Beyond Profit-Motivated Exchange

Abstract
The aim of this paper is to evaluate critically whether under a market system, monetary exchange is always and everywhere based on profit-seeking behaviour. To do this, the paper examines paid informal work, a form of work conventionally conceptualized as low-paid employment heavily imbued with profit motivations on the part of both the consumer and supplier. Using structured interviews with 400 households in UK lower-income urban neighbourhoods, however, this paper shows that most paid informal exchange is seldom undertaken by either purchasers or suppliers to achieve maximum money gains. Instead, it is mostly conducted for and by close social relations for reasons associated with redistribution and sociality.
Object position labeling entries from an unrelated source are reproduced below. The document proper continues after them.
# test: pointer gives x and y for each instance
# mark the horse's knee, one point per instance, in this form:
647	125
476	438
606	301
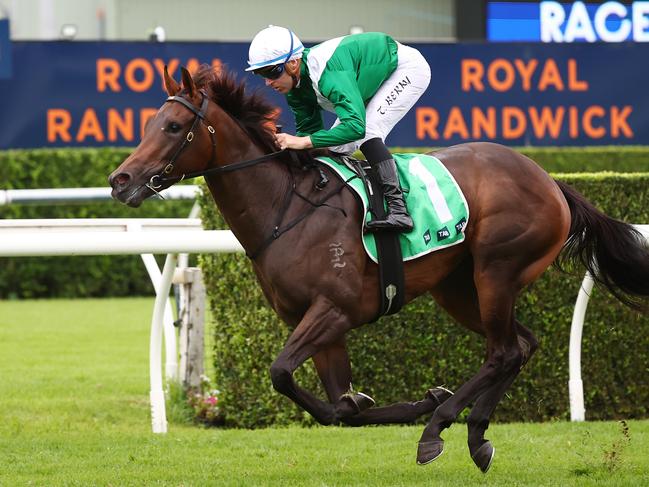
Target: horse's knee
281	378
506	360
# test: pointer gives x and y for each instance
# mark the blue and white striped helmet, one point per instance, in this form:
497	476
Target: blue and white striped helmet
273	45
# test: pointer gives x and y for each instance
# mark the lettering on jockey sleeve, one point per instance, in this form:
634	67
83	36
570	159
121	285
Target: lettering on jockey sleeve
394	94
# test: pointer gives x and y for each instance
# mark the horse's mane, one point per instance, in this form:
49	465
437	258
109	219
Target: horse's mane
255	114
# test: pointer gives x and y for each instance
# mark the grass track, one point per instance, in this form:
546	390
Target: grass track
74	411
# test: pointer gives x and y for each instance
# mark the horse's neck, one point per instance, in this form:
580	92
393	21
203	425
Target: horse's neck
250	199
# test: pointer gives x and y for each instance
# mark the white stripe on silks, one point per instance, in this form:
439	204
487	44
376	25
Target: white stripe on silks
436	196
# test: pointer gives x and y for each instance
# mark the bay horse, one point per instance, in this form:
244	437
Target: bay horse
521	220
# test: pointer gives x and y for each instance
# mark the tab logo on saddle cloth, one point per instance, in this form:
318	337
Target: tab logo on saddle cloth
434	200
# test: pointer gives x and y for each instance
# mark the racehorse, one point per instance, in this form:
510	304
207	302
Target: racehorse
521	221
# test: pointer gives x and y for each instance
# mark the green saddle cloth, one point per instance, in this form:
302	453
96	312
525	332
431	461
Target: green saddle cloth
434	200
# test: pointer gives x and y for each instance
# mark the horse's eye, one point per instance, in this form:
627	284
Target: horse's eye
173	127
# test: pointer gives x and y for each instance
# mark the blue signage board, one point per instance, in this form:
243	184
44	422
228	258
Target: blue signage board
551	21
67	94
5	49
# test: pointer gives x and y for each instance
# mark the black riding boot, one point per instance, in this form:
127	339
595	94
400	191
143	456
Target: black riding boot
397	219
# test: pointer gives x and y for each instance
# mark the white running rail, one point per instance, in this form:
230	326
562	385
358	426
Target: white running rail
575	384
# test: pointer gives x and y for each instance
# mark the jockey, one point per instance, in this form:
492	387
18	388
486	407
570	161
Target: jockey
368	80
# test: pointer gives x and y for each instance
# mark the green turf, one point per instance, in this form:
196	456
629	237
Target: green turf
74	411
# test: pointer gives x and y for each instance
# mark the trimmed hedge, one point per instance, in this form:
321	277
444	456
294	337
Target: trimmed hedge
35	277
399	357
580	159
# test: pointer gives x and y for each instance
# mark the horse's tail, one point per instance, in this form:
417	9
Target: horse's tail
614	252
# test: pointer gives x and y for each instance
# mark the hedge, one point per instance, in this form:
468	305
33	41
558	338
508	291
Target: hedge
399	357
581	159
123	275
35	277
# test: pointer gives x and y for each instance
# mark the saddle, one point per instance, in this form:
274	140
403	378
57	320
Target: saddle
435	202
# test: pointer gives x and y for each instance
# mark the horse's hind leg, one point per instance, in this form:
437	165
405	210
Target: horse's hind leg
488	309
478	420
334	369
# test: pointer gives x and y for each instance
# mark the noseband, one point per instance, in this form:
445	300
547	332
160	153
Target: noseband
157	180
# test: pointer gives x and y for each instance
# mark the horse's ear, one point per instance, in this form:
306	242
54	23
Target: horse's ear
188	82
170	84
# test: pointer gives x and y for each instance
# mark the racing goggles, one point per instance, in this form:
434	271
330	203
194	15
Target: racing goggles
270	72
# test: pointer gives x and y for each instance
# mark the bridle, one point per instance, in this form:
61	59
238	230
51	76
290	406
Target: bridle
158	180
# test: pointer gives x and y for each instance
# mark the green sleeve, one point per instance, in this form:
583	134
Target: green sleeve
307	112
342	91
308	119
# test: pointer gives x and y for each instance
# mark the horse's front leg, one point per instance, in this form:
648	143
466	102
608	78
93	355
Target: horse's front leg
322	326
352	408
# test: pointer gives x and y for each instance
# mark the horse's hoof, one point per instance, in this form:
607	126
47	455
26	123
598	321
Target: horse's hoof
484	456
438	394
359	401
427	451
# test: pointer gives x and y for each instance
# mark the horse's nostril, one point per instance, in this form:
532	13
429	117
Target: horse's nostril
121	179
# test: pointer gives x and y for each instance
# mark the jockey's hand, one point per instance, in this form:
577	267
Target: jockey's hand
287	141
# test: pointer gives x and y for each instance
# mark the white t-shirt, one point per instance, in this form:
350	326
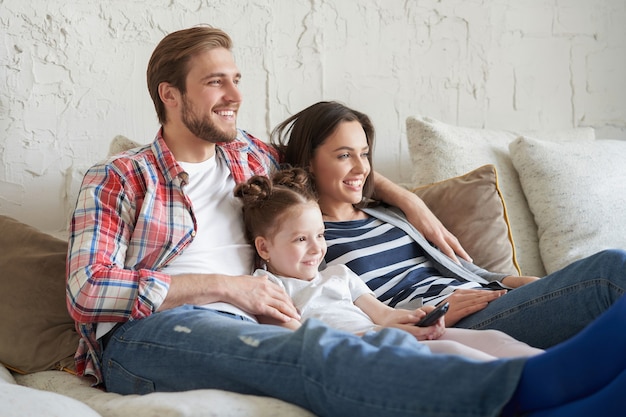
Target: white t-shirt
219	246
329	297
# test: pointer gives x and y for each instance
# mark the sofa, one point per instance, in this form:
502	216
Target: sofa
519	202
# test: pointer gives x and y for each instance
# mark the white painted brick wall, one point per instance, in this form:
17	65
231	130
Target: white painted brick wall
72	73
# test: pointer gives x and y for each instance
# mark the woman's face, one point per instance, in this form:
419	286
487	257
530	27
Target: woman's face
340	166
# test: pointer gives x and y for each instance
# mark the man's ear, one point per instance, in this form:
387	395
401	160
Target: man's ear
169	94
261	245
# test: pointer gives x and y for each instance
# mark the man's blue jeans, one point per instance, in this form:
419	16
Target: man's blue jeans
558	306
328	372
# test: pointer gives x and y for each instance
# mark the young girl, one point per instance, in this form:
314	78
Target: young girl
284	223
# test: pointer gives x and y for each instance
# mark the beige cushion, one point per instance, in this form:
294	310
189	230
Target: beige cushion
577	193
36	330
472	208
439	151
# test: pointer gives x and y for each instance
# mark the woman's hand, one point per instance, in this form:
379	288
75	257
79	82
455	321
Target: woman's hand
420	216
514	281
464	302
406	320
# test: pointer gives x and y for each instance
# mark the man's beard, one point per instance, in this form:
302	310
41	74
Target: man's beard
203	127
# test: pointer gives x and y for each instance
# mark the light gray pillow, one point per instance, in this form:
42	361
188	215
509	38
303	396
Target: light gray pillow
577	194
440	150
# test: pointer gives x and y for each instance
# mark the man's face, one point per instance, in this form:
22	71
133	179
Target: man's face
211	102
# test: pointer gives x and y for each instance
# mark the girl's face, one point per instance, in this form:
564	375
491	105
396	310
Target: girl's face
340	166
298	247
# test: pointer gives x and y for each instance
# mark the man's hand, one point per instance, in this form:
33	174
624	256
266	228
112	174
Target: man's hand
255	295
261	297
464	302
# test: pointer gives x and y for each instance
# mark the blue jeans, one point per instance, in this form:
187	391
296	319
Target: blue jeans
558	306
329	372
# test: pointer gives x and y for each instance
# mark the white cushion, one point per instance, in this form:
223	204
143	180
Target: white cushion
577	194
439	151
19	401
196	403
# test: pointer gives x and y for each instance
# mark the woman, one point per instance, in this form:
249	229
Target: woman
334	143
284	224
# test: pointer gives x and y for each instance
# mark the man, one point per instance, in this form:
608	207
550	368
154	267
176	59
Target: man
158	271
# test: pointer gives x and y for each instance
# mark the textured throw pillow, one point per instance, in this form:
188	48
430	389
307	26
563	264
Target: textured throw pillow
36	331
472	208
577	193
439	151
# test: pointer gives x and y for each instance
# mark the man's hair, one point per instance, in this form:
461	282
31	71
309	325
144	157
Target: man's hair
170	60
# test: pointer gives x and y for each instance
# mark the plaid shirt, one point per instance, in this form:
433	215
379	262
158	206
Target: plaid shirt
131	219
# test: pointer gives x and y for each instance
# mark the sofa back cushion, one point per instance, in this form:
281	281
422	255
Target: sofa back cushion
36	330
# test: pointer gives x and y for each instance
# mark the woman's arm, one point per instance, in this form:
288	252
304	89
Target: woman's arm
419	215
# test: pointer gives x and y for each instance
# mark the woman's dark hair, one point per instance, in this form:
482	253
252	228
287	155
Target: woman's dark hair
299	136
266	202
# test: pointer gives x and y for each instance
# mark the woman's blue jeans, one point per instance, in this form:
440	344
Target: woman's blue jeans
328	372
558	306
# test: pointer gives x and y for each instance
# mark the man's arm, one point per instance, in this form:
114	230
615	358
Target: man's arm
419	215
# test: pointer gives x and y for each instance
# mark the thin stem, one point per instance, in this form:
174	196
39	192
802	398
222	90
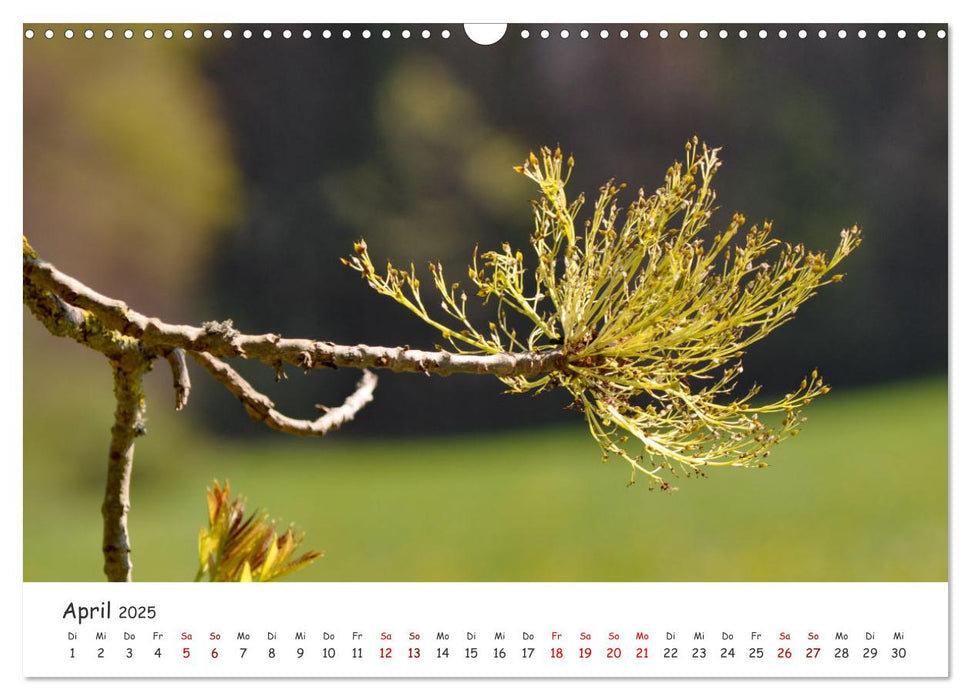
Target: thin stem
129	424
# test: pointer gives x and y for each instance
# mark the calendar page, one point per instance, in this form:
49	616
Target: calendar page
446	351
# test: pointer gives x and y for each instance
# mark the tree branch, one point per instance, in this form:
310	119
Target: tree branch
260	407
129	424
223	341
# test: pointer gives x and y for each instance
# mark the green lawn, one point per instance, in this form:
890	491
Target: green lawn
860	495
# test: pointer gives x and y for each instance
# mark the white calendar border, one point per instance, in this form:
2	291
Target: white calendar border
704	10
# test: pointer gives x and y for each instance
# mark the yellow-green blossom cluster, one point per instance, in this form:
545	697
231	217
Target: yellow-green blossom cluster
653	319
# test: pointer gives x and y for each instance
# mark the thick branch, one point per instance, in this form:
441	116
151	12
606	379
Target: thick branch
129	424
261	407
222	340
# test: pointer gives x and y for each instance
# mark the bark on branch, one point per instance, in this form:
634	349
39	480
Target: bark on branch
132	341
129	424
223	341
260	407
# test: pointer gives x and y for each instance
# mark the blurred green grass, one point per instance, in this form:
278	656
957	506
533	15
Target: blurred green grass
860	495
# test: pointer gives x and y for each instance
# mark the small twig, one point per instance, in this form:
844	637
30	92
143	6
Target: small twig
129	424
260	407
180	377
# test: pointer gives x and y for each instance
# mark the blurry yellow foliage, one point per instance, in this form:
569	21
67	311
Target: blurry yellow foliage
127	168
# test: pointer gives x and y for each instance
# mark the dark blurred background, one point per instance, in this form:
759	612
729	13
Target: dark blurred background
222	178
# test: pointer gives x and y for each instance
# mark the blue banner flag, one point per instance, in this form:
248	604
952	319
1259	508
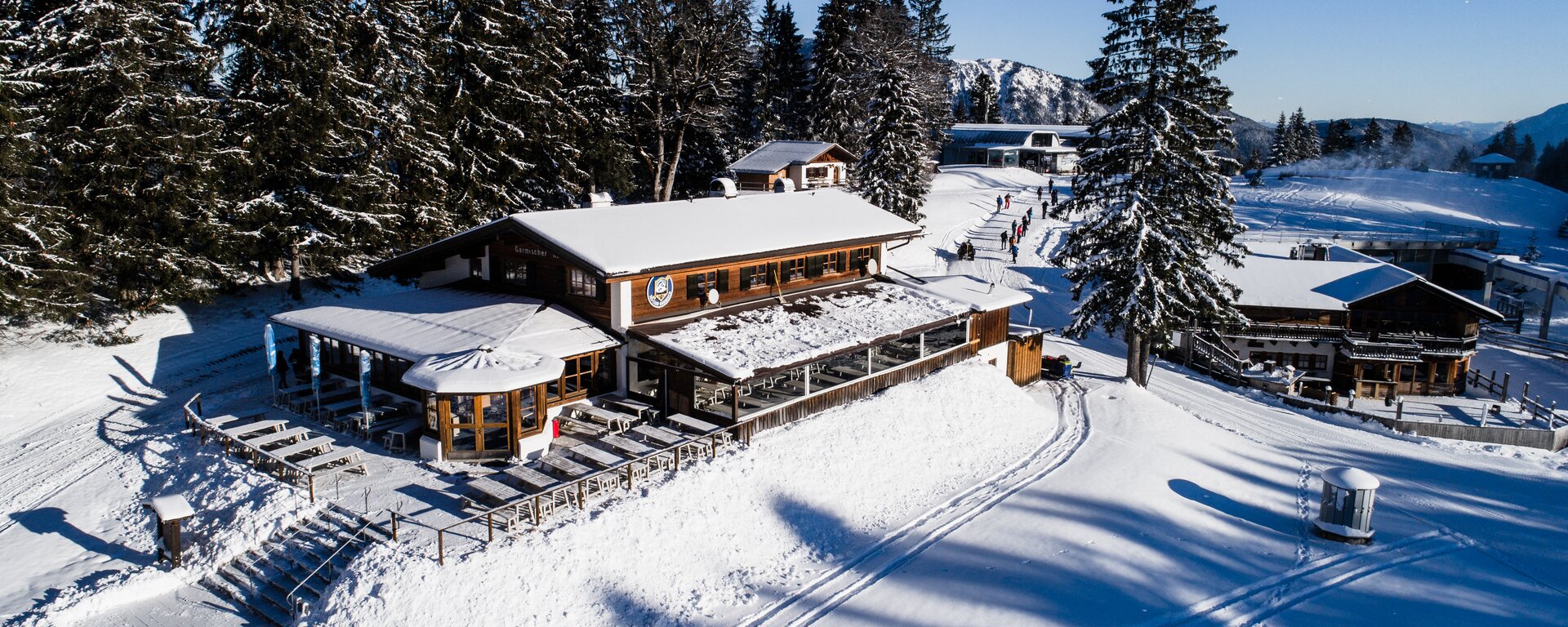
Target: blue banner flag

In line with recent developments in economic geography associated with the ‘cultural turn/s’, therefore, this paper points not only to the social-embeddedness of paid informal exchange but also to how, at least in these UK lower-income neighbourhoods, the increasing penetration of monetary exchange has not marched hand-in-hand with market relations. In this extensive and growing sphere of monetary exchange, the profit motive is largely absent. Consequently, rather than construing paid informal work as the ultimate manifestation of unbridled profit-motivated capitalism, this paper instead shows such work to be a large alternative economic space within contemporary capitalism where monetary exchange is embedded in alternative social relations, motivations and pricing mechanisms.